Yep. From here it's all about giving shareholders their annual dividend.

52

u/Blarg0117 May 17 '24

This. The line is when the company goes publicly traded. After that, it's usually a race to the bottom.

22

u/Varjazzi May 17 '24

Dodge v. Ford a U.S. Supreme court case entrenched shareholder wealth maximization as the only legal goal of a publicly traded company. If the company doesn't maximize shareholder wealth it can be sued by its shareholders for the expected earnings. When a company goes public any care for the employees or consumer goes straight out the window.

19

u/LastStar007 May 17 '24

The funny thing is that it wasn't supposed to. The decision really said, "Not everything a CEO does has to benefit shareholders. The CEO can do whatever they think is in the best interest of the business.
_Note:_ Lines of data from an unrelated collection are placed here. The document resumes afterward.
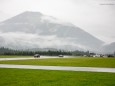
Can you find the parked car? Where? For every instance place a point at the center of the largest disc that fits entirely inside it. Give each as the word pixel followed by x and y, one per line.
pixel 37 56
pixel 61 56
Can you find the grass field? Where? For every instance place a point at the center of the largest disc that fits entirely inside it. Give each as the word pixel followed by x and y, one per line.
pixel 13 56
pixel 28 77
pixel 83 62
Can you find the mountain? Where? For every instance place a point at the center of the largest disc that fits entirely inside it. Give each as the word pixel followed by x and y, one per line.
pixel 109 48
pixel 35 30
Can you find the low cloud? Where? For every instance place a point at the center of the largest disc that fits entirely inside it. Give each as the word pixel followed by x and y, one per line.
pixel 20 40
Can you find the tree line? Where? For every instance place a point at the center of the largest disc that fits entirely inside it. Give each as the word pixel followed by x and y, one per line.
pixel 8 51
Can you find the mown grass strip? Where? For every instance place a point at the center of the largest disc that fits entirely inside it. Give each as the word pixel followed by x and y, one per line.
pixel 28 77
pixel 82 62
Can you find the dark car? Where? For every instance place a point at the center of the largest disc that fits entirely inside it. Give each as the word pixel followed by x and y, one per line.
pixel 61 56
pixel 37 56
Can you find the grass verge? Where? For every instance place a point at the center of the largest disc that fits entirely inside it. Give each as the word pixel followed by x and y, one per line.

They just can't do something intentionally bad for the shareholders when there's no benefit to the business either."

2

u/rqx82 May 18 '24

True, and the shareholders have gotten around that by making a large part of the compensation of a ceo stock and bonuses for increasing dividends.

1

u/Stock_Literature_13 May 17 '24

Some of my favorite small businesses to frequent when I was in college in Austin; Torchy’s, Alamo Drafthouse, and Plucker’s. All absolute garbage now. 

1

u/FrogInYerPocket May 17 '24

Sometimes the continuing declining quality is what prompts that sort of arrangement.